Although gold prices are struggling below the 4,600 USD/ounce threshold, many experts still maintain optimistic views on the long-term prospects of the precious metal.
In an interview with Kitco News, Mr. Nitesh Shah - Director of Commodity and Macroeconomic Research at WisdomTree (a US asset management company specializing in providing ETF funds and investment products, and making many forecasts about the financial market such as gold, interest rates, USD) said that short-term volatility and macroeconomic risks are increasing the possibility of central banks making policy mistakes. This is a factor that could support gold prices in the medium and long term.
According to Mr. Shah, gold has not yet fully demonstrated its role as a safe haven asset in the context of escalating geopolitical tensions. However, selling pressure largely stems from liquidation and technical factors in the financial market, rather than the weakening of fundamentals.
He emphasized that central banks are facing a difficult problem when they have to both control inflation and avoid pushing the economy into recession or falling into a state of stagnation. Policy management in this context poses a risk of errors, thereby creating momentum to increase gold prices.
Central banks are well aware that policy space is no longer much if they do not want to harm the economy," Mr. Shah said.

In addition, uncertainty in monetary policy orientation, especially when operating priorities change, may increase volatility in the financial market.
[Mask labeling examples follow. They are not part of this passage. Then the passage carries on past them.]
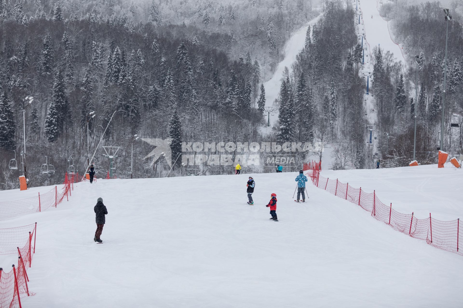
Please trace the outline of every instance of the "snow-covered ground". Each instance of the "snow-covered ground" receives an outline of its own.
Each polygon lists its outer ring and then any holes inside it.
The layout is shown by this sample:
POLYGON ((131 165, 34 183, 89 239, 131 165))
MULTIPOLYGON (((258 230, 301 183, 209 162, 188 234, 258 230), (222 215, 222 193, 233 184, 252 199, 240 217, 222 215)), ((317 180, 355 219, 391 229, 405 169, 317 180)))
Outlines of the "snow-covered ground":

According to Mr. Shah, if policymakers try to achieve too many goals in a short time, the risk of error will be even greater, thereby supporting gold prices.
On that basis, WisdomTree experts predict that gold prices may approach historical peaks in the first quarter of 2027, with a base scenario around 5,500 USD/ounce. He also said that this is still a relatively cautious level in the context of strong investment demand.
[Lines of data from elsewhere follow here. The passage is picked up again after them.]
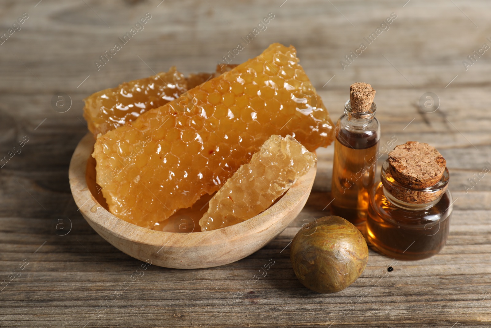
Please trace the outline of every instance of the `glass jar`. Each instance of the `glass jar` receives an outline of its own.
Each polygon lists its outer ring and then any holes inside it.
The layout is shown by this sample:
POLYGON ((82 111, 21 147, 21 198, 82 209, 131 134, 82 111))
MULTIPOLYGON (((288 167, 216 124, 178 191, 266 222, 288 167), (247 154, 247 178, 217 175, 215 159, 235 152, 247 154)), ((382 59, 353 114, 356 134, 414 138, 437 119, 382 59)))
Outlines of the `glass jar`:
POLYGON ((394 179, 386 160, 382 181, 370 193, 367 237, 373 247, 399 260, 421 260, 439 252, 448 236, 453 204, 447 190, 449 179, 445 168, 435 185, 422 189, 407 188, 394 179), (411 197, 415 194, 418 197, 411 197), (411 200, 422 199, 425 200, 422 204, 411 200))
POLYGON ((351 100, 336 124, 331 193, 331 210, 355 225, 364 224, 370 190, 375 181, 380 125, 377 106, 357 113, 351 100))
Even in a more negative scenario, when inflation cools down to 2%, the USD strengthens and bond yields rise, gold prices can still remain around 4,630 USD/ounce. "The risk of depreciation is relatively limited, while the room for increase is still greater," Mr. Shah said.

Not only gold, silver is also assessed to have positive prospects. Mr. Shah predicts that silver prices could reach about 92.5 USD/ounce by early 2027, thanks to increased industrial demand, especially from the electrification process and solar energy development.
According to him, in the context of the global economy facing the risk of recession, gold is often clearly benefited. Along with that, increasing public debt pressure and the long-term weakening trend of the USD are also important supporting factors.
Material demand from Asia, especially China and India, continues to play a supporting role for the market, although high prices may affect jewelry consumption. At the same time, many institutional investors are increasing their holdings of gold as part of a portfolio diversification strategy.
Mr. Shah believes that gold is increasingly seen as an alternative asset to the traditional bond channel in the context of volatile debt markets.
In addition, the trend of central banks increasing gold reserves and using precious metals as a neutral, highly liquid reserve asset also contributes to strengthening long-term prospects.
Instability is the factor that drives cash flow to gold," Mr. Shah said, while saying that gold prices are still lower than the level that fully reflects the risks existing in the market.